Q. You, in particular, were a victim of the dictatorship. How do you feel about those images of naked detainees and dismembered and mutilated children that we have seen?
A. December 10 marked the 75th anniversary of the Universal Declaration of Human Rights, which was made necessary by the horrors of World War I and II. The commissioners said, we must have minimum standards of civilization. The truth is that 75 years later, not only is it still valid in terms of what we should guarantee, but it is still violated every time there are interests among countries that are attached to the Declaration and talk about human rights. But when certain interests are affected, they violate them without any problem. For me it is shocking, my heart and soul hurt when I see those images.
Q. You mention big interests and you also saw it with China. What were the pressures in that country like and how did you face them?
A. There were all kinds, and not only from the country in question. There was a G7 meeting that had a four-page declaration, two and a half pages said that I had to go to China, and when I reached the agreement to go, a new declaration was that I should not go because they were going to manipulate me. You realize that there are other people above you too. I finally went during the pandemic and spoke to many people. In the end, I also asked the Chinese government to give us their explanation of things and tried to make it so the report contained everything.
Q. Were you satisfied?
A. I think we did the best we could, as much as we could. Of course, governments are always angry with reports.

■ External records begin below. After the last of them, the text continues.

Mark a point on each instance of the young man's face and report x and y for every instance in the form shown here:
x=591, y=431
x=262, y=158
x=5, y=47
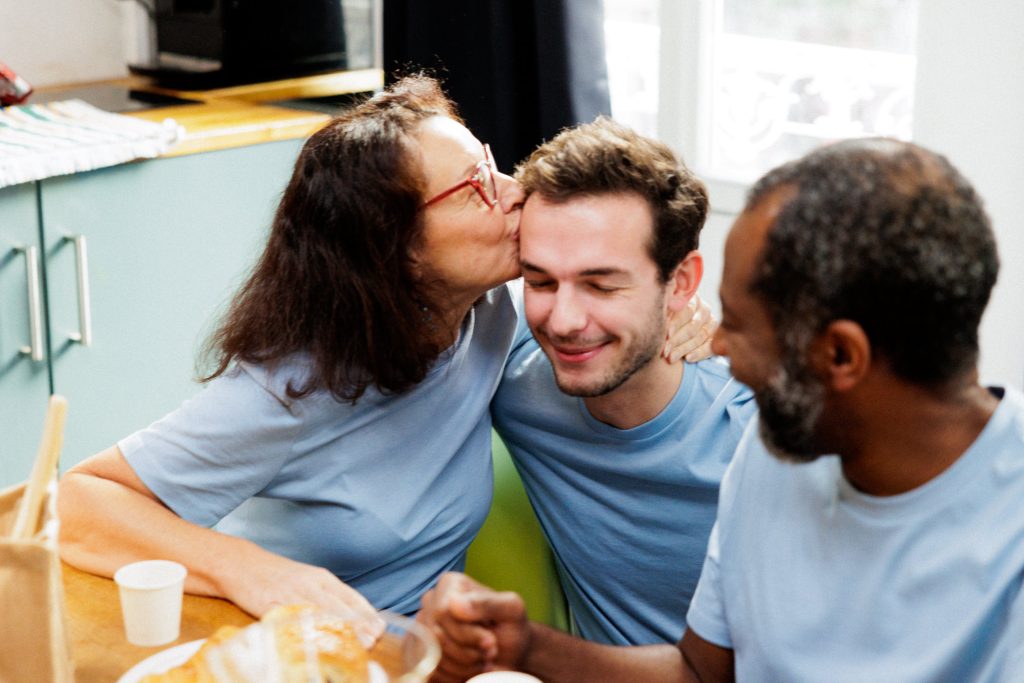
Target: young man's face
x=594, y=300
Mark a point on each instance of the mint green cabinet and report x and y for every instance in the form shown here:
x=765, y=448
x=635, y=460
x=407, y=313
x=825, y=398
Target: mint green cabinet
x=139, y=260
x=25, y=380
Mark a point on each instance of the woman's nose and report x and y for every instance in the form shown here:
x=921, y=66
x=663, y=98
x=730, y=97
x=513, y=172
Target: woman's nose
x=510, y=193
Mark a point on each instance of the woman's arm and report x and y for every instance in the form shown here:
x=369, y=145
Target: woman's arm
x=109, y=517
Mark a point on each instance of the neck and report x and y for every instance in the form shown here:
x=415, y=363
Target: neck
x=641, y=397
x=905, y=435
x=454, y=309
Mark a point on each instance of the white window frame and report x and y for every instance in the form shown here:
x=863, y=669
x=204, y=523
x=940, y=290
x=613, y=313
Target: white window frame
x=969, y=104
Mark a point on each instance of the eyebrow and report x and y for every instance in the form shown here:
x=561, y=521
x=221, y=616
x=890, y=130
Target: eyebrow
x=589, y=272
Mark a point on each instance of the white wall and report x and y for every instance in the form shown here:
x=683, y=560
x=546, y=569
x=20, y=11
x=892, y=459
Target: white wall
x=970, y=105
x=51, y=42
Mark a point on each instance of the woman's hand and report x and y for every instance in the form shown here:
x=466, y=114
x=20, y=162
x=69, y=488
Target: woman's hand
x=272, y=580
x=690, y=332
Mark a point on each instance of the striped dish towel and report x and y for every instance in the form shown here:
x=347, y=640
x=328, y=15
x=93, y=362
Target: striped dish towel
x=42, y=140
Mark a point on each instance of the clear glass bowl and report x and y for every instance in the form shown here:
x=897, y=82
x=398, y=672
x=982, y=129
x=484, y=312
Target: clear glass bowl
x=408, y=651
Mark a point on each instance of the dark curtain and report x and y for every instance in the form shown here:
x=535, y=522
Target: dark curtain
x=519, y=70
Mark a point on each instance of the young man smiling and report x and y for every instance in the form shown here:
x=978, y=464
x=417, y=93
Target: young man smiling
x=883, y=538
x=620, y=451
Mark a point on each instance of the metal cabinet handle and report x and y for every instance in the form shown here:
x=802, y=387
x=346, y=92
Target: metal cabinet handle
x=84, y=334
x=35, y=348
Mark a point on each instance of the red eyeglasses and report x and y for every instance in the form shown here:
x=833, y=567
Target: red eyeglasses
x=482, y=181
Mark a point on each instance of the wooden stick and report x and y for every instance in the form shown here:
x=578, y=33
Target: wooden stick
x=43, y=469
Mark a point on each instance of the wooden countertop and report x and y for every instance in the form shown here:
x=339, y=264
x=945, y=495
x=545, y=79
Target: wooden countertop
x=100, y=652
x=246, y=115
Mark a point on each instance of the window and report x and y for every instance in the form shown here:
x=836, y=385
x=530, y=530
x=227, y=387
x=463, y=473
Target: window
x=749, y=84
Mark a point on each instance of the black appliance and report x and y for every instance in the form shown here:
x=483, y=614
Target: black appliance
x=215, y=43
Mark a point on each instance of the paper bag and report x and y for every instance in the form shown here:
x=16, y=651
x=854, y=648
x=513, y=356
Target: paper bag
x=34, y=636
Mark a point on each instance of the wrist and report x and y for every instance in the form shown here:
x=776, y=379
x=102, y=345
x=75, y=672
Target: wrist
x=531, y=657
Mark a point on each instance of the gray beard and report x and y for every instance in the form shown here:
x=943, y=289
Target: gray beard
x=790, y=407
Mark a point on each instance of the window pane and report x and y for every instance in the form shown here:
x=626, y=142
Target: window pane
x=788, y=75
x=631, y=40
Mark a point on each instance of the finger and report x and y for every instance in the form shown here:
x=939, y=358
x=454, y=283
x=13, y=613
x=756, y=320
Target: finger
x=487, y=606
x=460, y=656
x=467, y=634
x=686, y=339
x=701, y=352
x=680, y=317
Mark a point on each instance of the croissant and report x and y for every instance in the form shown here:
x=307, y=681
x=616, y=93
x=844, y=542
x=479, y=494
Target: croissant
x=291, y=644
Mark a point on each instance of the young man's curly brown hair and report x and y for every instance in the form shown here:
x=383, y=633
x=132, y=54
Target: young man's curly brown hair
x=605, y=157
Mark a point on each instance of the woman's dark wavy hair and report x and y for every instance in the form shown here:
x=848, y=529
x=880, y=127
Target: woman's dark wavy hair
x=890, y=236
x=336, y=280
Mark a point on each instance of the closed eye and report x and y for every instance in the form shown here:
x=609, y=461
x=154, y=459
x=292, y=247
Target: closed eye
x=603, y=289
x=539, y=284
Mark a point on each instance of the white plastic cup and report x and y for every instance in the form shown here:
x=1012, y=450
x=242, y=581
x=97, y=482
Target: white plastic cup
x=151, y=600
x=504, y=677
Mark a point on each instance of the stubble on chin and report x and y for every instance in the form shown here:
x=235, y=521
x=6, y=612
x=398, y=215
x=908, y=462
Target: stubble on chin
x=790, y=407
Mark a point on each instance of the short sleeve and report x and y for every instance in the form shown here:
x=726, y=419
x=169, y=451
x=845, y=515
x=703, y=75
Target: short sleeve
x=707, y=613
x=216, y=450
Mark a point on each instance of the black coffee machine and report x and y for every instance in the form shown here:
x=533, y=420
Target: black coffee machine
x=216, y=43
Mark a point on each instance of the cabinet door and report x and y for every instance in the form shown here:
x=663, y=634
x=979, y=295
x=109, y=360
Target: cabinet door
x=24, y=380
x=167, y=242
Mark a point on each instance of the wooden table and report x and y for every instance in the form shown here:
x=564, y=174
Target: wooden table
x=98, y=646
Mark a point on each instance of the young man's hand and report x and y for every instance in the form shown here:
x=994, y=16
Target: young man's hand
x=479, y=629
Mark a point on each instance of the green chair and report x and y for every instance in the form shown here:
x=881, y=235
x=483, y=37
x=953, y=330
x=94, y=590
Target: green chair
x=510, y=553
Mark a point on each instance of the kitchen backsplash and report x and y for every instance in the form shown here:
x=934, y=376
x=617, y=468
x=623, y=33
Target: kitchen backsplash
x=51, y=42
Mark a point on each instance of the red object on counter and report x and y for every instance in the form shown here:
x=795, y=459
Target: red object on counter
x=13, y=88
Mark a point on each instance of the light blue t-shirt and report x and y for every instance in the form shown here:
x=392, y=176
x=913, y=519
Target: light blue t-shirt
x=376, y=492
x=627, y=511
x=809, y=580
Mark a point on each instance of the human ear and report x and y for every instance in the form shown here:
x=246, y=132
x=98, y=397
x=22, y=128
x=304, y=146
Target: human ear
x=683, y=282
x=842, y=354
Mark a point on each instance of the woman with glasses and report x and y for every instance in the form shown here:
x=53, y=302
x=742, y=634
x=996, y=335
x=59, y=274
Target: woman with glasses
x=342, y=442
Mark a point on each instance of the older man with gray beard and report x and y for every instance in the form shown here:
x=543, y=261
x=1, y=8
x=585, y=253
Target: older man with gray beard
x=885, y=540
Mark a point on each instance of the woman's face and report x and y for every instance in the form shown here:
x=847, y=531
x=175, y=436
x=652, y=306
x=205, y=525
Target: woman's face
x=467, y=245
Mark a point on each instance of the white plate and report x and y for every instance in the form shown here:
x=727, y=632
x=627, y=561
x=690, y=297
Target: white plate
x=161, y=662
x=174, y=656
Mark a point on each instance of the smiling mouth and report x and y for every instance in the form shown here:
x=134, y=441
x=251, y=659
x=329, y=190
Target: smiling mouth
x=578, y=354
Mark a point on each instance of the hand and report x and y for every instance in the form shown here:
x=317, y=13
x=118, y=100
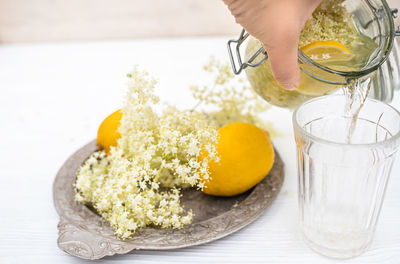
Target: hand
x=277, y=24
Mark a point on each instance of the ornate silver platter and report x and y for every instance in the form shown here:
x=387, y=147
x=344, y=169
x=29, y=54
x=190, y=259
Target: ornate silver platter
x=84, y=234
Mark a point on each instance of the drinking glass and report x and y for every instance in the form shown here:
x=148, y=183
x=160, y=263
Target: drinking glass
x=342, y=177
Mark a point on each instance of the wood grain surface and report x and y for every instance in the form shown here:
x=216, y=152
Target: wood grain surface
x=54, y=96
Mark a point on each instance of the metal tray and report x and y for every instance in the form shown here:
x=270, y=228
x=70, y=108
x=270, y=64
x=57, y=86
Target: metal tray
x=85, y=234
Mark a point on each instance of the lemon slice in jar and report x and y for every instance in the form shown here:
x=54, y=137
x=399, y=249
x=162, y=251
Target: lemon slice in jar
x=326, y=51
x=329, y=53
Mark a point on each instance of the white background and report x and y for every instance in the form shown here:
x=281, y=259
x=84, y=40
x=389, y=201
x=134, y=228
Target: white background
x=52, y=100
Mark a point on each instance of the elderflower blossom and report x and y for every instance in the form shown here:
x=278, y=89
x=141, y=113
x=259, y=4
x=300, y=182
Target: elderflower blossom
x=233, y=100
x=138, y=183
x=154, y=151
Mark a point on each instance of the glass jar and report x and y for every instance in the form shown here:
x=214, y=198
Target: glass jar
x=372, y=18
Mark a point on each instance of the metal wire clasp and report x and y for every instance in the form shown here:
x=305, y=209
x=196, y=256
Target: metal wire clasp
x=237, y=64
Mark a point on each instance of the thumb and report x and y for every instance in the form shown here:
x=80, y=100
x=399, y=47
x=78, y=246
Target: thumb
x=282, y=56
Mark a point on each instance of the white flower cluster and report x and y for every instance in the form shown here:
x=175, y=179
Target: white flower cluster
x=138, y=183
x=232, y=98
x=126, y=186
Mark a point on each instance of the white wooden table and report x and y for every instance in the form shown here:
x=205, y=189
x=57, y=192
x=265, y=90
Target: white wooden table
x=54, y=96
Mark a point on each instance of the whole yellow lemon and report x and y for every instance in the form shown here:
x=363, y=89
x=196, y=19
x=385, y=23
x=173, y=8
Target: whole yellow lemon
x=107, y=134
x=246, y=157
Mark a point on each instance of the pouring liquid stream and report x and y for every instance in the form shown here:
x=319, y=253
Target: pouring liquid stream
x=356, y=92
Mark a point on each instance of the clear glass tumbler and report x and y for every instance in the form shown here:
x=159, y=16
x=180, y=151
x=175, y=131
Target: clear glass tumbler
x=342, y=184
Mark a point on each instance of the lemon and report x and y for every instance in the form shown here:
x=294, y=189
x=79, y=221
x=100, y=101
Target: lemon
x=328, y=50
x=331, y=54
x=246, y=157
x=107, y=134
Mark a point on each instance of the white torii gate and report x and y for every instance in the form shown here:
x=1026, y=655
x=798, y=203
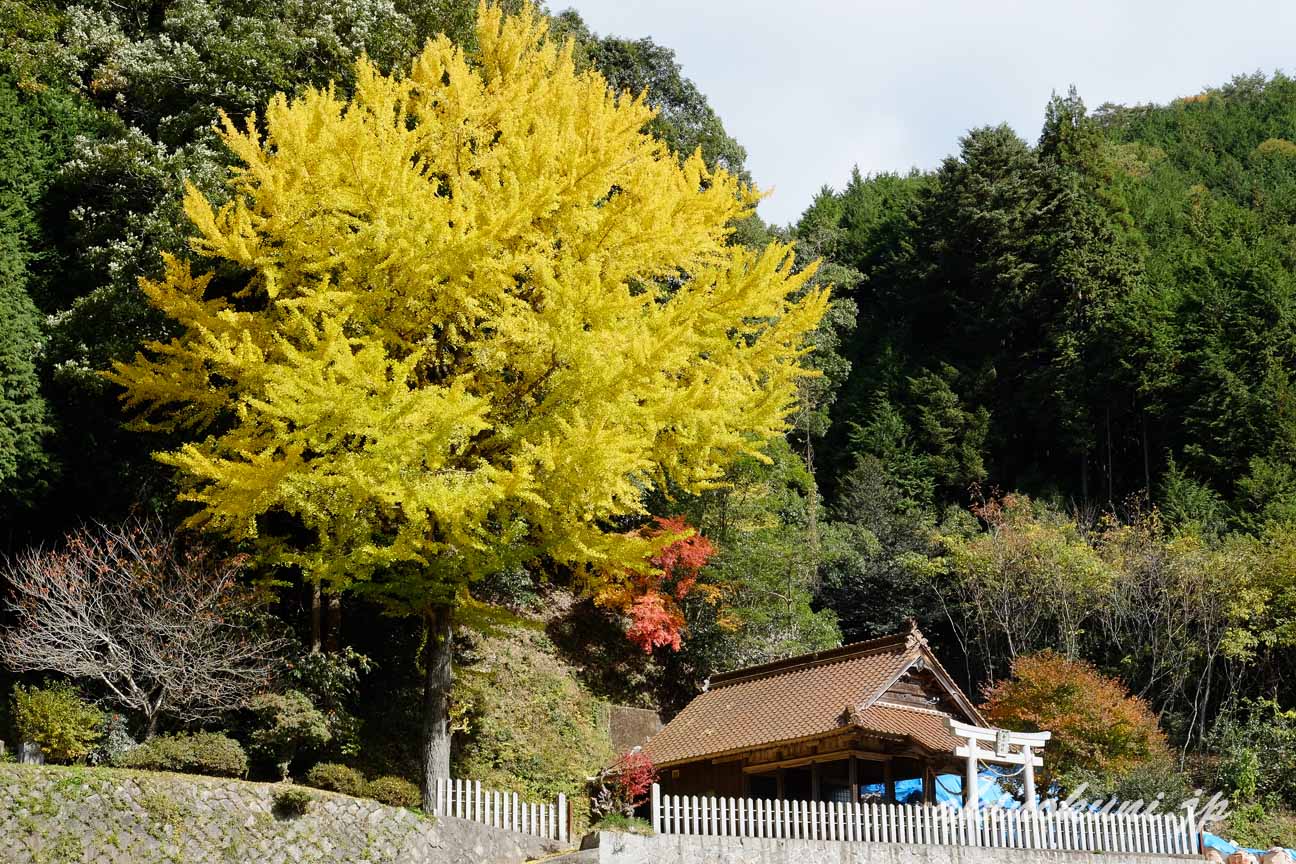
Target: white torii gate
x=1002, y=741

Q. And in the Latin American region? The handling of the Cuba and Venezuela issues was also controversial...
A. In the case of Venezuela, I sent an advance party first and a well-balanced agenda was prepared. I met with the victims of the FAES (Special Action Forces), the opposition, the government, everyone, and we put together a first report.
Q. And with Cuba?
A. What happens is that we make the reports requested by the Council. It’s not that you wake up tomorrow and say, I’m going to do it. And there was no request for a report from Cuba, at least at that time. A resolution was taken from Nicaragua and that is why it is done permanently; in Venezuela too, but they also created a special commission of three rapporteurs.
Q. And now, having retired from that position, what examples of authoritarian drift specifically worry you in Latin America?
A. I am worried about Guatemala. And what has happened in El Salvador. This Nayib Bukele model has apparently been effective, according to the data they provide, but at a very brutal cost, because many mothers say that their children were not in the gangs and are classified as such only because of the tattoos. I can’t say if they were or not. The only thing I would hope is that there was due process and that they are kept in decent conditions, and having them half naked on the ground is not. A person can do horrible things, but they have the right to prove their innocence. And the other thing that worries me in Latin America is the rise of the extreme right, which can imply that respect for human rights is not necessarily the same and that there are people who may have more rights than others. Or that the response to certain things like the security issue is more repression, and less prevention. The truth is that no one has the silver bullet or the magic formula for how to solve very complex problems that the region has.